Wirtschaft
27.11.2017

Don Travel löst Henry in der Bordküche der ÖBB-Züge ab

DO & CO kam bei der Neuvergabe des Caterings für die Bahn nicht mehr zum Zug. Josef Donhauser bewirbt sich auch um das Catering für die AUA.

Henry fährt nicht mehr Zug. Der Speisewagen-Betreiber aus dem Catering-Konzern DO&CO kam bei der Neuausschreibung des Auftrags nicht zum Zug. Die ÖBB-Passagiere verköstigen wird ab April 2018 Henrys Vorgänger, aber unter einem neuen Namen. Konkret: Neuer Bahn-Caterer wird der Gastronom Josef Donhauser mit der Firma don travel railcatering GmbH. Donhauser hatte die Speisewagen unter dem Namen e-express bereits bis 2012 bewirtschaft.

Billiger für die ÖBB?

Details zum neuen Konzept für das Essen auf Rädern gibt es vorerst nicht. Derzeit läuft eine zehntägige Einspruchsfrist, innerhalb der die unterlegenen Bieter die Vergabe anfechten können. Gibt es keinen Einspruch, können die ÖBB don travel den Zuschlag nach Ablauf der Frist auch formal erteilen. Fix ist vorerst lediglich, dass die rund 350 Mitarbeiter von Henry am Zug vom neuen Caterer übernommen werden.

Den Ausschlag für den Zuschlag dürften unter anderem die Subventionen der ÖBB für das Catering gegeben haben.
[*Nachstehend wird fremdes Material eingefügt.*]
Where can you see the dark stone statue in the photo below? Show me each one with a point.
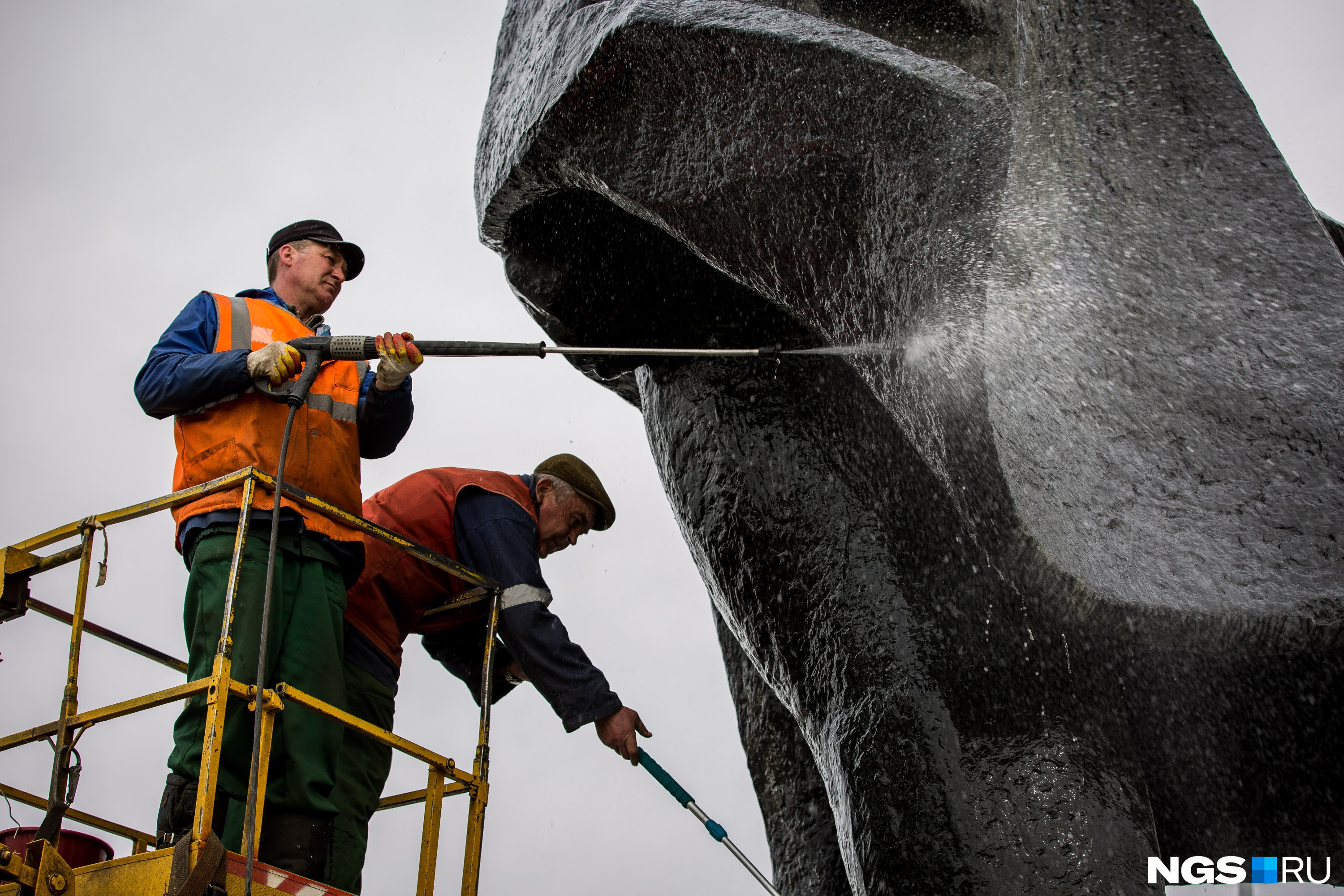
(1037, 573)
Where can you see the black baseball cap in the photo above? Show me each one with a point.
(319, 232)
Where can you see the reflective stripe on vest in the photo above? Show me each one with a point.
(241, 334)
(245, 429)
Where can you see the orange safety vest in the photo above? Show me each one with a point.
(246, 429)
(394, 590)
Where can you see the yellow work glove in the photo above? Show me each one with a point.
(276, 362)
(397, 359)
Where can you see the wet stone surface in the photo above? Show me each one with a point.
(1046, 578)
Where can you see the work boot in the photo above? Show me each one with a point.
(297, 843)
(177, 808)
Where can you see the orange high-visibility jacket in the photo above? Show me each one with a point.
(394, 591)
(245, 429)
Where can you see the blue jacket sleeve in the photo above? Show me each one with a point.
(183, 370)
(383, 417)
(498, 538)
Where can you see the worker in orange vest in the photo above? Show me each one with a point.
(201, 373)
(502, 526)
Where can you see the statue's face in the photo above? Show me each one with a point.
(1080, 443)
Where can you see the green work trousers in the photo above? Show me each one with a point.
(361, 775)
(306, 648)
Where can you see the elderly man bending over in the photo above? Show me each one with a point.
(498, 524)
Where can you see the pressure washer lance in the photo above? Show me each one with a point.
(362, 349)
(710, 825)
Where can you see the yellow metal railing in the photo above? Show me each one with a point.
(445, 778)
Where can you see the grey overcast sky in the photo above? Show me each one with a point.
(148, 151)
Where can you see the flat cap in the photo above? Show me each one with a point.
(319, 232)
(581, 476)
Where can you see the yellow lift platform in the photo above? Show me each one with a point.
(43, 872)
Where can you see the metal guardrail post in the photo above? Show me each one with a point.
(480, 769)
(66, 734)
(221, 677)
(271, 704)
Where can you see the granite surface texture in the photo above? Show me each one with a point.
(1037, 574)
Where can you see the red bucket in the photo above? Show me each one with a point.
(77, 848)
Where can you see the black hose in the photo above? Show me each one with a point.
(250, 818)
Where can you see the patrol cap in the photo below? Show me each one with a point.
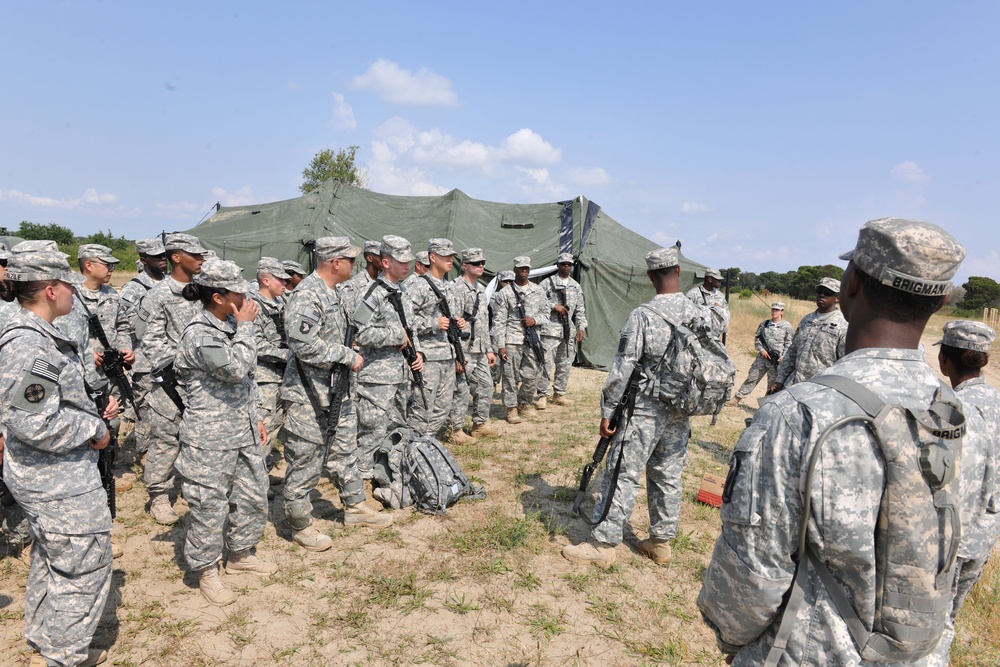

Bisher zahlte die Bahn – wie bei fast allen europäischen Bahnen üblich – beim Service für ihre Fahrgäste kräftig mit. Als Faustregel gilt, dass die Bahnen dem Caterer so viel dazuzahlen, wie dieser selbst im Zuggeschäft umsetzt.

An der Höhe der Zuzahlung dürfte sich auch im neuen Vertrag zwar wenig ändern. Allerdings dürften die ÖBB dafür künftig zusätzliche Leistungen von ihrem Caterer bekommen. Etwa dadurch, dass die Catering-Mitarbeiter zusätzliche Abfertigungs- und Sicherungstätigkeiten am Zug übernehmen und die Bahn eigenes Personal spart.

Leichter möglich wird dies durch den im Sommer ausgehandelten neuen Kollektivvertrag. Dadurch verdienen die Zugkellner nicht nur wesentlich mehr als bisher, es gelten auch andere Arbeitszeitregelungen.

Die Arbeitszeit hatte in den vergangenen Jahren zu häufigen Problemen bei Henry am Zug geführt. Dem Unternehmen drohen hohe Strafen wegen wiederholter Verstöße gegen Arbeits- und Ruhezeitbestimmungen.

In Linz beginnt’s

Die Donhauser-Gruppe zählt zu den größten heimischen Catering-Unternehmen. Nach dem Verlust des ÖBB-Auftrags 2012 übernahm Josef Donhauser die Mehrheit an der Catering-Tochter des Lebensmittelherstellers Spitz. Mit 600 Mitarbeitern erwirtschaftet die Gruppe – die unter anderem das Linzer Design-Center, die Lokale im Musiktheater und das Fußballstadion Pasching gastronomisch betreut – 36 Millionen Euro Umsatz. Donhauser bewirbt sich auch um das Catering für die AUA.